Sandro Tonali drehte euphorisch jubelnd zur Eckfahne ab, für Trainer Gennaro Gattuso gab es ein Küsschen von Torwart-Legende Gianluigi Buffon. Nach dem mühsamen Auftaktsieg der Italiener in den Qualifikations-Playoffs zur Fußball-WM ist die Erleichterung beim viermaligen Weltmeister groß. Nur noch ein Sieg trennt die «Azzurri» vom Turnier in Nordamerika und dem Ende einer zwölfjährigen Leidenszeit ohne WM-Teilnahmen.
«Wir haben in dieser Woche ein bisschen Monster gesehen, wenn du zurückdenkst an das, was Italien in den letzten Jahren passiert ist», sagte Mittelfeldspieler Tonali nach dem 2:0 (0:0) gegen Nordirland. Durch den Erfolg zog Italien ins Playoff-Finale ein, das am Dienstag auswärts in Bosnien steigt.
Locatelli: «Verantwortung gegenüber den Kindern»
«Amerika, wir sehen dich. Noch ein wenig klein, noch in der Ferne, aber du bist am Horizont erschienen», schrieb die «Gazzetta dello Sport» pathetisch. Just das bekannteste italienische Sportblatt hatte am Spieltag Fotos von jungen Fans auf die Titelseite gesetzt. Sie sollten daran erinnern, dass diese Kids die italienische Nationalmannschaft noch nie bei einer Weltmeisterschaft gesehen haben. «Wir haben diese enorme Verantwortung gegenüber den Kindern gespürt», räumte Juventus-Profi Manuel Locatelli nach dem Sieg ein.

Sowohl 2018 als auch 2022 mussten die Italiener bei der WM zuschauen, weil sie in den Quali-Playoffs an den Außenseitern Schweden und Nordmazedonien gescheitert waren. Auch gegen die Nordiren taten sie sich zunächst schwer. «Wir waren nervös und ängstlich», räumte Tonali ein. Der Profi von Newcastle United traf mit einem satten Flachschuss zum 1:0 (56. Minute).
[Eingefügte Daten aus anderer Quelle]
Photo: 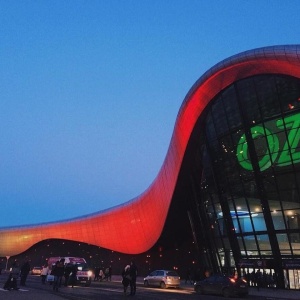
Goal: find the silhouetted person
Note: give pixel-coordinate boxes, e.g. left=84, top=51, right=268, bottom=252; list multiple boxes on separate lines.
left=129, top=260, right=137, bottom=296
left=3, top=262, right=20, bottom=290
left=122, top=265, right=130, bottom=295
left=20, top=261, right=30, bottom=286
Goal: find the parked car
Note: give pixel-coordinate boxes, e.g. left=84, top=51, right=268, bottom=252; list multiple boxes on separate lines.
left=194, top=275, right=248, bottom=298
left=144, top=270, right=180, bottom=289
left=31, top=267, right=43, bottom=275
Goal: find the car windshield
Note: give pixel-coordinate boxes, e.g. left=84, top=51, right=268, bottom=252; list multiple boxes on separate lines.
left=167, top=271, right=178, bottom=276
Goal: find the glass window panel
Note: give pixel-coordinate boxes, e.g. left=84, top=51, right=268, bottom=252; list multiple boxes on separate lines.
left=236, top=79, right=261, bottom=124
left=252, top=213, right=267, bottom=231
left=284, top=209, right=300, bottom=230
left=271, top=210, right=286, bottom=230
left=244, top=235, right=258, bottom=252
left=222, top=86, right=242, bottom=130
left=247, top=198, right=262, bottom=213
left=276, top=233, right=291, bottom=255
left=254, top=76, right=280, bottom=118
left=212, top=99, right=229, bottom=136
left=257, top=234, right=271, bottom=251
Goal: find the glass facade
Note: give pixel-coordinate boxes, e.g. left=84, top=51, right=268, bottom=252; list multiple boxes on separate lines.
left=198, top=75, right=300, bottom=284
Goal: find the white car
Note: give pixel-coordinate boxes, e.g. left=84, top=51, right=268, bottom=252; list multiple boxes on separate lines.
left=31, top=267, right=43, bottom=275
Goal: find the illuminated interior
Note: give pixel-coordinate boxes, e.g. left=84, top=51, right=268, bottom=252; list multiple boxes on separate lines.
left=0, top=45, right=300, bottom=290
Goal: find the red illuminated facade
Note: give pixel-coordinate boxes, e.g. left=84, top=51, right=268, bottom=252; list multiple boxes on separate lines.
left=0, top=45, right=300, bottom=280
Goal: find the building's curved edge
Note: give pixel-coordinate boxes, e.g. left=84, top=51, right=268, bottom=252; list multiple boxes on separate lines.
left=0, top=45, right=300, bottom=256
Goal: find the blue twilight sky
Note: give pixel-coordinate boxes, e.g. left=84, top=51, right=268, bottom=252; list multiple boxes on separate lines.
left=0, top=0, right=300, bottom=227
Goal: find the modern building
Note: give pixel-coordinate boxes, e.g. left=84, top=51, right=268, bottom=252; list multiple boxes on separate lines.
left=0, top=45, right=300, bottom=289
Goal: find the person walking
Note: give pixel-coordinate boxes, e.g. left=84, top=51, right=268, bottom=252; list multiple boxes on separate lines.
left=53, top=258, right=65, bottom=292
left=129, top=260, right=137, bottom=296
left=122, top=265, right=130, bottom=295
left=20, top=261, right=30, bottom=286
left=3, top=262, right=20, bottom=290
left=69, top=264, right=78, bottom=288
left=41, top=265, right=49, bottom=284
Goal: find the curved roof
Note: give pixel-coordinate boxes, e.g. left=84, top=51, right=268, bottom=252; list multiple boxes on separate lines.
left=0, top=45, right=300, bottom=256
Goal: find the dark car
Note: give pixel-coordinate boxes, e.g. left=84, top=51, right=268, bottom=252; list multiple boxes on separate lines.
left=194, top=275, right=248, bottom=298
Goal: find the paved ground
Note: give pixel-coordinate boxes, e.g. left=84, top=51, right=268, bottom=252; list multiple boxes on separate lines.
left=0, top=274, right=300, bottom=300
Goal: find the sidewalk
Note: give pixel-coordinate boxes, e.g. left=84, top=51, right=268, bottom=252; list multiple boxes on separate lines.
left=177, top=278, right=300, bottom=300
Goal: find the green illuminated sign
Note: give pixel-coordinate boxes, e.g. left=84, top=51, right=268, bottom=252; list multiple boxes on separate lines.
left=236, top=113, right=300, bottom=171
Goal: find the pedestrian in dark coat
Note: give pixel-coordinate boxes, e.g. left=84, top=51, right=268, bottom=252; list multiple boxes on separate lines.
left=20, top=261, right=30, bottom=286
left=129, top=260, right=137, bottom=296
left=122, top=265, right=130, bottom=295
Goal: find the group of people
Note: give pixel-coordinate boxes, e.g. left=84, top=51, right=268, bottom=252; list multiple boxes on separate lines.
left=122, top=260, right=137, bottom=296
left=94, top=266, right=112, bottom=281
left=3, top=261, right=30, bottom=290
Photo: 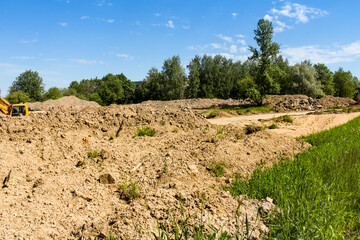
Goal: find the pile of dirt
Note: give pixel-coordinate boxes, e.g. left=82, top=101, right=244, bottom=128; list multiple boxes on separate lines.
left=0, top=99, right=358, bottom=239
left=263, top=95, right=356, bottom=111
left=263, top=95, right=323, bottom=112
left=26, top=96, right=100, bottom=110
left=141, top=98, right=253, bottom=109
left=316, top=96, right=356, bottom=109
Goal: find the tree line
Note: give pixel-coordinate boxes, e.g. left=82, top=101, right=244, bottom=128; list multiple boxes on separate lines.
left=7, top=19, right=360, bottom=105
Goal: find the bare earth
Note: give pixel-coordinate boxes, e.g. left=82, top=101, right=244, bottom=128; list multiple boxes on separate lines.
left=0, top=98, right=359, bottom=240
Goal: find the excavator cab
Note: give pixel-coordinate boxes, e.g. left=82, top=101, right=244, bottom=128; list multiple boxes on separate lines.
left=10, top=104, right=29, bottom=117
left=0, top=97, right=29, bottom=116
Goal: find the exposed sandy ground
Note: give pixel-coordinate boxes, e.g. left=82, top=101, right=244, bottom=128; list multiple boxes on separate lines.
left=209, top=111, right=360, bottom=138
left=0, top=96, right=358, bottom=240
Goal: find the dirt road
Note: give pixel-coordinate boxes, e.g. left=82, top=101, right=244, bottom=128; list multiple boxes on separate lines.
left=209, top=111, right=311, bottom=125
left=209, top=112, right=360, bottom=138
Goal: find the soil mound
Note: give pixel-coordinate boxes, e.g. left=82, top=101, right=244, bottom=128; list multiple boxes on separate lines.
left=26, top=96, right=100, bottom=110
left=263, top=95, right=356, bottom=111
left=316, top=96, right=356, bottom=108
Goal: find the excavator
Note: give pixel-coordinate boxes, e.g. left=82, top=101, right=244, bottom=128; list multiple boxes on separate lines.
left=0, top=97, right=29, bottom=116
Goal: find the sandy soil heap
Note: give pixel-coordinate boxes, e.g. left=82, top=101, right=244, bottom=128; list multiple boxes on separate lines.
left=0, top=95, right=358, bottom=239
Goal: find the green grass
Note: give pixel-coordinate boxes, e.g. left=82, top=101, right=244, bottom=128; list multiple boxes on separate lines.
left=118, top=181, right=141, bottom=201
left=274, top=115, right=294, bottom=123
left=202, top=106, right=273, bottom=119
left=134, top=126, right=156, bottom=137
left=209, top=162, right=227, bottom=177
left=236, top=106, right=272, bottom=115
left=244, top=124, right=264, bottom=134
left=231, top=118, right=360, bottom=239
left=88, top=151, right=99, bottom=158
left=206, top=110, right=219, bottom=119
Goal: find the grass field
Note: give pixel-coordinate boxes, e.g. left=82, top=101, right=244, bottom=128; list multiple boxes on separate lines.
left=231, top=117, right=360, bottom=239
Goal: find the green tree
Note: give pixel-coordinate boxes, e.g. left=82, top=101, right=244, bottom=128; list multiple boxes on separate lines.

Fiorentina-Stürmer Moise Kean (80.) ließ das Team und die Zuschauer aufatmen.
Als «Snobs» zwei Turniere verpasst
«Wir haben uns von allem befreit», bemerkte Tonali angesprochen auf die Geister der Vergangenheit. Angreifer Kean berichtete: «Nach meinem Tor habe ich das ganze Land auf meinen Schultern gespürt.» An der Seitenlinie jubelte Auswahl-Coach Gattuso, Auswahl-Manager Buffon drückte seinem früheren Teamkollegen einen Schmatzer auf den Hinterkopf. Die beiden waren 2006 beim Titelgewinn in Berlin dabei, dem letzten großen WM-Hurra Italiens.
Abgesehen vom überraschenden Europameistertitel 2021 gab es für die Squadra Azzurra in den vergangenen Jahren kaum Grund zur Freude. «Es stimmt ein wenig melancholisch, einen Sieg gegen Nordirland zu feiern und sich darüber zu freuen, als wäre es eine Heldentat», schrieb die Zeitung «Tuttosport». «Doch weil wir uns so lange als Snobs aufgeführt haben, haben wir zwei Weltmeisterschaften verpasst.»
Kritik an italienischen Jubelszenen nach Bosnien-Erfolg
Nun müsse man demütig bleiben, hieß es nach dem Sieg von Bergamo. Im Playoff-Finale am Dienstag (20.45 Uhr) in der bosnischen Stadt Zenica werde man «mindestens 90 Minuten durch das Feuer gehen müssen», sagte Coach Gattuso. Die Gastgeber um Altmeister und Schalke-Stürmer Edin Dzeko sind heiß auf die Sensation gegen die «Azzurri». Die Bosnier hatten sich in ihrem Playoff-Halbfinale im Elfmeterschießen auswärts gegen Wales durchgesetzt.
Im italienischen Sender Rai war übrigens zu sehen, wie italienische Spieler die Schlussphase jenes Matches verfolgten und sich jubelnd vom Handy-Bildschirm wegdrehten, als das Spiel vorbei war. Ganz offensichtlich sehen sie ihre Chance gegen die Bosnier höher als gegen Wales. Dem TV-Experten Daniele Adani fiel dies in der Live-Sendung sofort auf, er war überhaupt nicht glücklich darüber. «Wir wollten sie doch gar nicht zeigen, und jetzt sehen wir sie beim Jubeln...», haderte er. «Wir müssen am Dienstag jubeln.» Man merkte: Die Sorgen vor der dritten Blamage sind längst nicht verschwunden.